As you can see, a KS statistic of ~0.01 represents distributions that are almost exactly the same, which in this case is a reflection of the fidelity of the t-digest sketch.

In [None]:
plotdf = altairDF(np.linspace(sketch.cdfi(0), sketch.cdfi(1), num=20).tolist(), \
                  [lambda x: sketch.cdf(x), lambda x: gamma.cdf(x, 1.0)], \
                  labels = ["sketch", "gamma(1.0)"], ycol="CDF")
alt.Chart(plotdf).mark_line().encode(x="x", y="CDF", color="color")

# Introducing Some Drift

So far, we have not examined any changes to the underlying distribution.
If we change the shape parameter to our Gamma distribution, that will simulate what happens when something changes in our software systems.
In the following cell, we sample using a shape parameter of 1.25 instead of 1.0, and see how that affects the outputs of our KS testing:

In [None]:
ksv = [kstest(gamma.rvs(1.25, size=ss), lambda xv: [sketch.cdf(x) for x in xv]) for ss in ssv]
ksdf = pd.DataFrame()
ksdf["ss"] = ssv
ksdf["stat"] = [ks.statistic for ks in ksv]
ksdf["pval"] = [ks.pvalue for ks in ksv]
ksdf

In this table, we can see that the p-values approach zero even faster, which reflects that our distribution has drifted from our baseline.
More importantly, our KS-statistic now bottoms out at ~0.45: the KS-statistic is providing a numeric measure of how much drift has actually occurred.

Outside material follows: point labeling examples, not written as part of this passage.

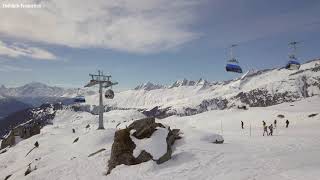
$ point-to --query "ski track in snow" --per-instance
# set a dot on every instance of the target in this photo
(291, 153)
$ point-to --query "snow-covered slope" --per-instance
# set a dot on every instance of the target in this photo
(291, 153)
(260, 88)
(38, 93)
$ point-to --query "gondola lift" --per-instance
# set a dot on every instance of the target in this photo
(293, 63)
(79, 98)
(233, 63)
(109, 94)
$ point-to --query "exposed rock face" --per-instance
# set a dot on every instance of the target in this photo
(123, 146)
(205, 105)
(27, 123)
(263, 98)
(26, 118)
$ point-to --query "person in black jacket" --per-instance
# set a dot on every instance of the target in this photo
(271, 130)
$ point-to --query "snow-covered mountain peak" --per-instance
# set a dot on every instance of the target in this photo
(148, 86)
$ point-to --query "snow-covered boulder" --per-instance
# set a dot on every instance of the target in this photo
(213, 138)
(141, 141)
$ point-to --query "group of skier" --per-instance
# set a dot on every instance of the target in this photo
(265, 127)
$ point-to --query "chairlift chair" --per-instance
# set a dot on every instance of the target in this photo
(79, 99)
(293, 63)
(109, 94)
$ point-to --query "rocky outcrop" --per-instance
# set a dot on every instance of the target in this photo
(123, 145)
(27, 123)
(263, 98)
(205, 105)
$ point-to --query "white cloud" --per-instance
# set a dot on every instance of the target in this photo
(9, 68)
(139, 26)
(22, 50)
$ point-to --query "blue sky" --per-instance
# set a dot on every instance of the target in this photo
(150, 40)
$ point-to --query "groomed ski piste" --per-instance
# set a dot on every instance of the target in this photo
(292, 153)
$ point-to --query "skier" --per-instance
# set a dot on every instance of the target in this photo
(265, 129)
(271, 130)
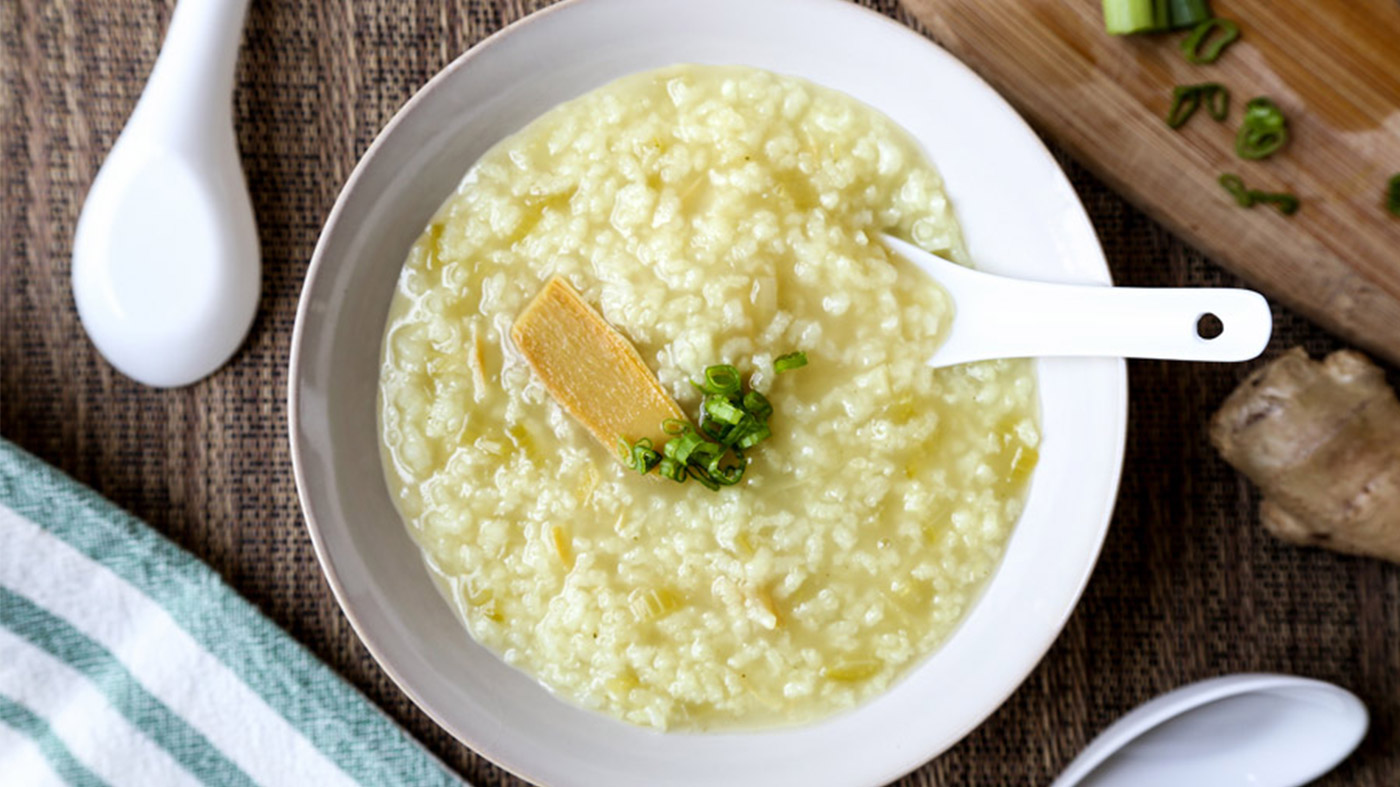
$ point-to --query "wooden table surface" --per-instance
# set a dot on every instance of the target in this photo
(1187, 586)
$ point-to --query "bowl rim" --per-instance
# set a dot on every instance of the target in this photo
(325, 560)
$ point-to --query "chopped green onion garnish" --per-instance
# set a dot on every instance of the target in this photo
(1235, 185)
(723, 380)
(788, 361)
(1285, 203)
(1186, 98)
(1187, 13)
(753, 437)
(720, 409)
(703, 478)
(1263, 130)
(672, 469)
(731, 422)
(681, 448)
(758, 404)
(1123, 17)
(1201, 46)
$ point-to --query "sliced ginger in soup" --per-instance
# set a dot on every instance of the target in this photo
(591, 368)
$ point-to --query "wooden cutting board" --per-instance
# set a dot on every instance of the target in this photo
(1333, 66)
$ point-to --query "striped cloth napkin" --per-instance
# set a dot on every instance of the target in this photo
(126, 661)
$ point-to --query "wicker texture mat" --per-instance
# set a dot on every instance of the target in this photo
(1187, 586)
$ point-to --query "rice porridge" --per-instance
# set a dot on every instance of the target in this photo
(711, 214)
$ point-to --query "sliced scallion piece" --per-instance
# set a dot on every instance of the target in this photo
(1126, 17)
(1285, 202)
(1208, 39)
(788, 361)
(1187, 13)
(1263, 130)
(1189, 97)
(731, 422)
(1235, 185)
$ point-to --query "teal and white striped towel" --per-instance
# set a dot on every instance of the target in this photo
(125, 661)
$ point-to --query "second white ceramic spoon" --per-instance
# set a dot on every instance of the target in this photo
(165, 265)
(1234, 731)
(1012, 318)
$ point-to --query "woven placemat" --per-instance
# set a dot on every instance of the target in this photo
(1187, 586)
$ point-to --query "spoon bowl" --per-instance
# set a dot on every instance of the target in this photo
(1238, 730)
(165, 263)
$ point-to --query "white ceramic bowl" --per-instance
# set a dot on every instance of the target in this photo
(1021, 217)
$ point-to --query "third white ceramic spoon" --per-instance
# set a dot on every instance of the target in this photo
(1012, 318)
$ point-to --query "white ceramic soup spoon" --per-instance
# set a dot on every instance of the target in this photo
(1232, 731)
(1012, 318)
(165, 263)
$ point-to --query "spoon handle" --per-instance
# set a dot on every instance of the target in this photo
(191, 86)
(1029, 319)
(1012, 318)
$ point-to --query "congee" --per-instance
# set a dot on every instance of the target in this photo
(710, 216)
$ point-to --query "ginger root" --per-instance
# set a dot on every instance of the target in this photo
(1322, 440)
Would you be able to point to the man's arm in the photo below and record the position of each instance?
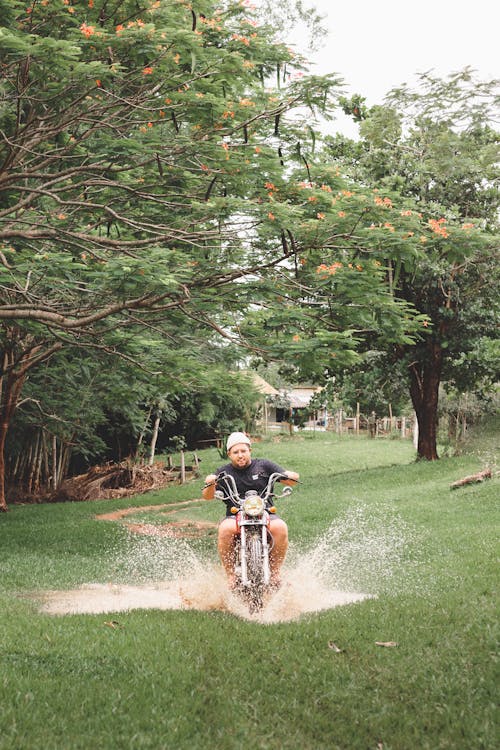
(293, 478)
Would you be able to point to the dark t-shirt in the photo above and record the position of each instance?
(252, 477)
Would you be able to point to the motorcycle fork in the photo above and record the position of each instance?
(243, 555)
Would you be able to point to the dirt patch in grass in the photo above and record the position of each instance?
(109, 481)
(181, 528)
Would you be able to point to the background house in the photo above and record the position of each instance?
(280, 408)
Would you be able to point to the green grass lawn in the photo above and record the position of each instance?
(368, 517)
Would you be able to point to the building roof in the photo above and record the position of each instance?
(262, 385)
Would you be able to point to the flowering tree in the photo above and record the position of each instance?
(135, 141)
(437, 150)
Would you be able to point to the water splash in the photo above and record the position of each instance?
(360, 555)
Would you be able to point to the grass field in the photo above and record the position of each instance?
(366, 518)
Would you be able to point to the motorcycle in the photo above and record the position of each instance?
(254, 540)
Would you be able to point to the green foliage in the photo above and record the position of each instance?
(434, 153)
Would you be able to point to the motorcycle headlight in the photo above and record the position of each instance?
(253, 505)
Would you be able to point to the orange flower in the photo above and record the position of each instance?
(437, 227)
(386, 202)
(87, 30)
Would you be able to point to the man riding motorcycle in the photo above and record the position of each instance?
(249, 474)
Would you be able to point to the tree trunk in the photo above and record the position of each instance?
(10, 388)
(154, 438)
(425, 377)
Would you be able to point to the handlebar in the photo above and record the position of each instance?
(230, 486)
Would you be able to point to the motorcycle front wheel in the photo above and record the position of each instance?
(255, 571)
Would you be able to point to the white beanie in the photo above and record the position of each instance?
(235, 438)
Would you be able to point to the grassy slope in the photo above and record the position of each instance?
(208, 680)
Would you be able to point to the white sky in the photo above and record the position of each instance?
(375, 45)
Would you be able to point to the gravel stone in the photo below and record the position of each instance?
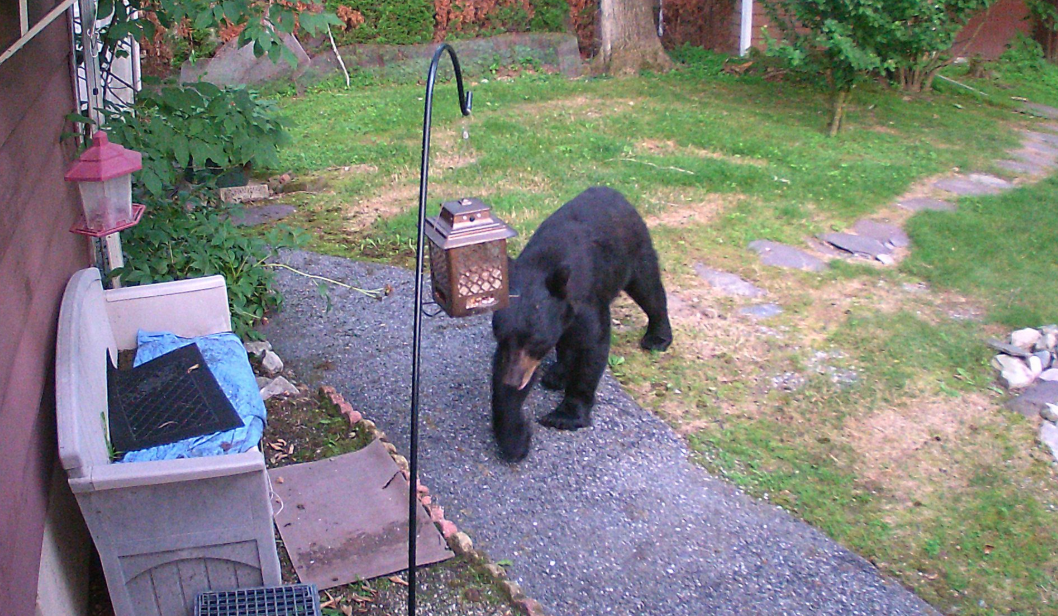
(613, 520)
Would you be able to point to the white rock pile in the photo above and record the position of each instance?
(1029, 357)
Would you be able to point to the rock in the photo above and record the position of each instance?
(278, 386)
(513, 591)
(257, 348)
(1049, 436)
(781, 255)
(1025, 339)
(271, 363)
(856, 243)
(1035, 399)
(883, 232)
(460, 543)
(922, 203)
(727, 283)
(762, 310)
(1008, 348)
(1014, 372)
(1035, 366)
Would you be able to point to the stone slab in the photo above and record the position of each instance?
(924, 203)
(762, 310)
(1023, 167)
(780, 255)
(1035, 399)
(261, 214)
(883, 232)
(727, 283)
(965, 186)
(345, 519)
(856, 243)
(1041, 110)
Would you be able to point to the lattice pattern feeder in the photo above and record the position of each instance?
(468, 258)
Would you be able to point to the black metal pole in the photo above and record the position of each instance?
(464, 103)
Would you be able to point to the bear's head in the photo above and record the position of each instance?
(539, 313)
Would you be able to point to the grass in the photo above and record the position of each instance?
(892, 439)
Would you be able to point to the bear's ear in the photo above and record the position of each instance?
(557, 282)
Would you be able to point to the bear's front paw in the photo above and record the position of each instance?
(555, 378)
(656, 342)
(567, 417)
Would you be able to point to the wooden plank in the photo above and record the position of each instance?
(25, 74)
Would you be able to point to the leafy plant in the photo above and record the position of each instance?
(196, 131)
(175, 241)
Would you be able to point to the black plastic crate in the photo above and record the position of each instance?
(289, 600)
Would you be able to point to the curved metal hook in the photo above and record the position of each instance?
(464, 105)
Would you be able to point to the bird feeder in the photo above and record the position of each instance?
(468, 258)
(104, 176)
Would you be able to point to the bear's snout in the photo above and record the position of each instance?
(520, 369)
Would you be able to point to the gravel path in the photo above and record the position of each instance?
(610, 520)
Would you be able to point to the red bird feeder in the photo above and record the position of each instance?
(104, 175)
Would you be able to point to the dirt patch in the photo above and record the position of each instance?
(682, 207)
(916, 449)
(579, 108)
(657, 147)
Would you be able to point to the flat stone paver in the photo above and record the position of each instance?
(781, 255)
(762, 310)
(966, 186)
(254, 215)
(888, 234)
(727, 283)
(856, 243)
(1041, 110)
(613, 520)
(923, 203)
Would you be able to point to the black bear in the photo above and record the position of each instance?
(562, 285)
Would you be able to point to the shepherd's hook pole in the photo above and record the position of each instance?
(464, 103)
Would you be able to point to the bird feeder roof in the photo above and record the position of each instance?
(104, 161)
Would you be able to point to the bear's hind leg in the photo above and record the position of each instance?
(646, 291)
(586, 365)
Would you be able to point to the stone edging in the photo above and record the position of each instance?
(457, 540)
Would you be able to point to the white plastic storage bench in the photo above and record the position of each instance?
(165, 530)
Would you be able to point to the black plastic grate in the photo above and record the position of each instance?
(167, 399)
(289, 600)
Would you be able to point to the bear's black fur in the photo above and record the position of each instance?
(562, 285)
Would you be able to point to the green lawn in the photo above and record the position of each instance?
(912, 463)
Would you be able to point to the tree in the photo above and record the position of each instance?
(919, 34)
(628, 42)
(839, 39)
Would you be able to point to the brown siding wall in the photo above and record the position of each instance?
(988, 34)
(37, 255)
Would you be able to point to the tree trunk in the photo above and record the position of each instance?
(840, 102)
(628, 42)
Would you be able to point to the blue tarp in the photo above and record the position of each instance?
(226, 358)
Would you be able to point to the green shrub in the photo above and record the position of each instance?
(172, 242)
(549, 16)
(197, 131)
(388, 21)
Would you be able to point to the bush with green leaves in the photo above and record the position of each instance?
(185, 238)
(847, 40)
(189, 133)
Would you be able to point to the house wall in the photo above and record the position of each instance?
(988, 33)
(37, 256)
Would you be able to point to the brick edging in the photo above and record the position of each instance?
(458, 541)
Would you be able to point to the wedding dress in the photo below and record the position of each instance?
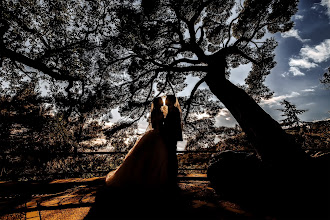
(146, 164)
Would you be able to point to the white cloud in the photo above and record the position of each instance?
(302, 63)
(299, 17)
(224, 112)
(326, 3)
(295, 71)
(308, 90)
(275, 100)
(319, 53)
(309, 57)
(293, 33)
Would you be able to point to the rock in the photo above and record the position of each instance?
(235, 174)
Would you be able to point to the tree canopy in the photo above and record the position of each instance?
(94, 56)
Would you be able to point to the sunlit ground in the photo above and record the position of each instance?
(73, 198)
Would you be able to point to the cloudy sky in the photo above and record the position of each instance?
(302, 56)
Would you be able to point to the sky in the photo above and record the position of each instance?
(302, 56)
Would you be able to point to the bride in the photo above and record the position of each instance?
(146, 164)
(141, 185)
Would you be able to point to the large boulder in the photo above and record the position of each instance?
(285, 190)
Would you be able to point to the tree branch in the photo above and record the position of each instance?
(188, 103)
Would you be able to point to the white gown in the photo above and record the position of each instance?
(146, 164)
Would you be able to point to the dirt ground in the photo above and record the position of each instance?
(73, 199)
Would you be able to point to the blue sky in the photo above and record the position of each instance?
(302, 56)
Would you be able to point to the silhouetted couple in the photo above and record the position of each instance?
(147, 178)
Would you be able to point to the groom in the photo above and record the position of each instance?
(173, 134)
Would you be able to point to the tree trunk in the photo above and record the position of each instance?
(270, 140)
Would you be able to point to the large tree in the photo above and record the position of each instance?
(99, 55)
(162, 42)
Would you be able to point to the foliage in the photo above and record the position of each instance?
(290, 112)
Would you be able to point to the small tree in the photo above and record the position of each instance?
(291, 113)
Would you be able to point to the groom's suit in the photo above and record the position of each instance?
(173, 134)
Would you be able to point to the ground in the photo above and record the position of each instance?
(73, 198)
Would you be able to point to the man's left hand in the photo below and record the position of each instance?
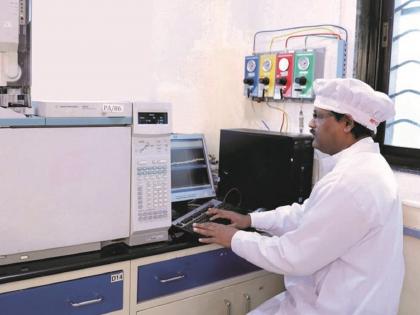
(215, 233)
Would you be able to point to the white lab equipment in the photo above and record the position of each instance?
(150, 173)
(15, 77)
(65, 185)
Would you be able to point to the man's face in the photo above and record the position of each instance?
(327, 131)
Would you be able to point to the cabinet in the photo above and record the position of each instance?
(205, 280)
(237, 299)
(91, 291)
(200, 280)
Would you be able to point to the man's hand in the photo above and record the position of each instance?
(237, 220)
(215, 233)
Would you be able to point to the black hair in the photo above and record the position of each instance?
(358, 130)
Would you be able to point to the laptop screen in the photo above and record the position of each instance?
(190, 168)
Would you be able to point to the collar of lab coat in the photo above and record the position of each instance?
(363, 145)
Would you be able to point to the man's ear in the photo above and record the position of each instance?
(349, 123)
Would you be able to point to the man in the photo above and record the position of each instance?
(341, 250)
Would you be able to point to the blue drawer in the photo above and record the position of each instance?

Another pattern we can see from our tables is that the KS-statistic does not stabilize until our sample size reaches at least 1000 to 10000.
That suggests a "best practice" for measuring data drift.

The following plot visually shows the drift from our baseline sketch:

In [None]:
plotdf = altairDF(np.linspace(sketch.cdfi(0), sketch.cdfi(1), num=20).tolist(), \
                  [lambda x: sketch.cdf(x), lambda x: gamma.cdf(x, 1.25)], \
                  labels = ["baseline sketch", "drift"], ycol="CDF")
alt.Chart(plotdf).mark_line().encode(x="x", y="CDF", color="color")

# Increasing Drift

Using the intuitions from our previous table, we'll fix a sample size of 10000 and generate a table where we alter our shape parameter to simulate increasing drift:

In [None]:
ss = 10000
shapes = [1.25, 1.5, 2.0, 3.0]
ksv = [kstest(gamma.rvs(a, size=ss), lambda xv: [sketch.cdf(x) for x in xv]) for a in shapes]
ksdf = pd.DataFrame()
ksdf["shape"] = shapes
ksdf["stat"] = [ks.statistic for ks in ksv]
ksdf["pval"] = [ks.pvalue for ks in ksv]
ksdf

As drift increases the KS-statistic also increases, reflecting the increasing difference between the distributions and our baseline.
The following plot visually shows what increasing drift looks like with respect to the CDFs of the distribution.

In [None]:
plotdf = altairDF(np.linspace(sketch.cdfi(0), sketch.cdfi(1), num=20).tolist(), \
                  [lambda x: sketch.cdf(x), lambda x: gamma.cdf(x, 1.25), lambda x: gamma.cdf(x, 1.5), lambda x: gamma.cdf(x, 2.0), lambda x: gamma.cdf(x, 3.0)], \
                  labels = ["1. baseline", "2. drift 1.25", "3. drift 1.5", "4. drift 2.0", "5. drift 3.0"], \
                  ycol="CDF")
alt.Chart(plotdf).mark_line().encode(x="x", y="CDF", color="color")

# Exercises
1. Try running these experiments using a different distribution family.
1. What are some applications of data drift detection that would be useful to you?
1. Based on the experiments above, what would be a good rule of thumb for picking a KS-statistic threshold for flagging significant data drift?